Funniest rare combos: pairs
| brick 1 | brick 2 |
|---|---|
| Garlic | Diarrhoea Remedies |
| Kale | Enemas/Douches |
| Garlic | Enemas/Douches |
| Flat Parsley | Condoms |
| Baby Food | Enemas/Douches |
| Coriander | Enemas/Douches |
| Baby Food | Condoms |
| Baby Food | Adult Diapers |
Funniest rare combos: triples
| brick 1 | brick 2 | brick 3 |
|---|---|---|
| Cheese | Almond Milk | Intimate Lubricants |
| Milk | Almond Milk | Intimate Lubricants |
| Apples | Avocados | Intimate Lubricants |
| Onions | Raspberries | Antacids/Flatulence Remedies |
| Apples | Tinned Vegetables | Condoms |
| Milk | Almond Milk | Enemas/Douches |
Funniest rare combos: quads
| brick 1 | brick 2 | brick 3 | brick 4 |
|---|---|---|---|
| Milk | Almond Milk | Tomatoes | Antacids/Flatulence Remedies |
| Apples | Avocados | Ice Cream | Antacids/Flatulence Remedies |
| Cheese | Milk | Apples | Condoms |
| Bananas | Apples | Kale | Antacids/Flatulence Remedies |
| Bananas | Yogurt | Milk | Enemas/Douches |
Much better! Some of these even made me laugh out loud. Kale and an enema? Parsley and condoms? Adult diapers and baby food? There's gotta be a joke in there somewhere.

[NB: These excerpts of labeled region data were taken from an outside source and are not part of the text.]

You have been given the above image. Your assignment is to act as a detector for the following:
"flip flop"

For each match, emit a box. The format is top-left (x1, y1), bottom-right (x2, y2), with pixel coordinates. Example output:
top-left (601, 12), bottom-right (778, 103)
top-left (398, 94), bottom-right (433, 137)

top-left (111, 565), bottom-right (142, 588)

That said, in a large enough shopping cart, funny combos become more likely just by chance. If you're ordering all your groceries for the week you're going to pick up everything, from the boring to the spicier. So what happens if we look only at small carts, where the entire order is just 2 or 3 items?
Funniest small carts: 2 items
| item 1 | item 2 |
|---|---|
| Vitamin D Milk | Ultra Thin Condoms |
| Cola | Ultra Thin Condoms |
| Bag of Organic Bananas | Anti-Diarrheal |
| Italian Bread | Ultra Thin Condoms |
| Oreo Chocolate Sandwich Cookies | Personal Lubricant |
| Bag of Organic Bananas | Incontinence Underwear |
Funniest small carts: 3 items
| item 1 | item 2 | item 3 |
|---|---|---|
| String Cheese | Potato Chips | Omeprazole Acid Reducer |
| Black Cherry Yogurt | Hass Avocado | Omeprazole Acid Reducer |
| String Cheese | Black Cherry Yogurt | Personal Lubricant |
| String Cheese | Italian Bread | Personal Lubricant |
| Vitamin D Milk | Italian Bread | Anti-Diarrheal |
| Bag of Organic Bananas | Cola | Personal Lubricant |
Small orders are less common but we still got some fun ones. Oreos and lube? Sounds like a good time!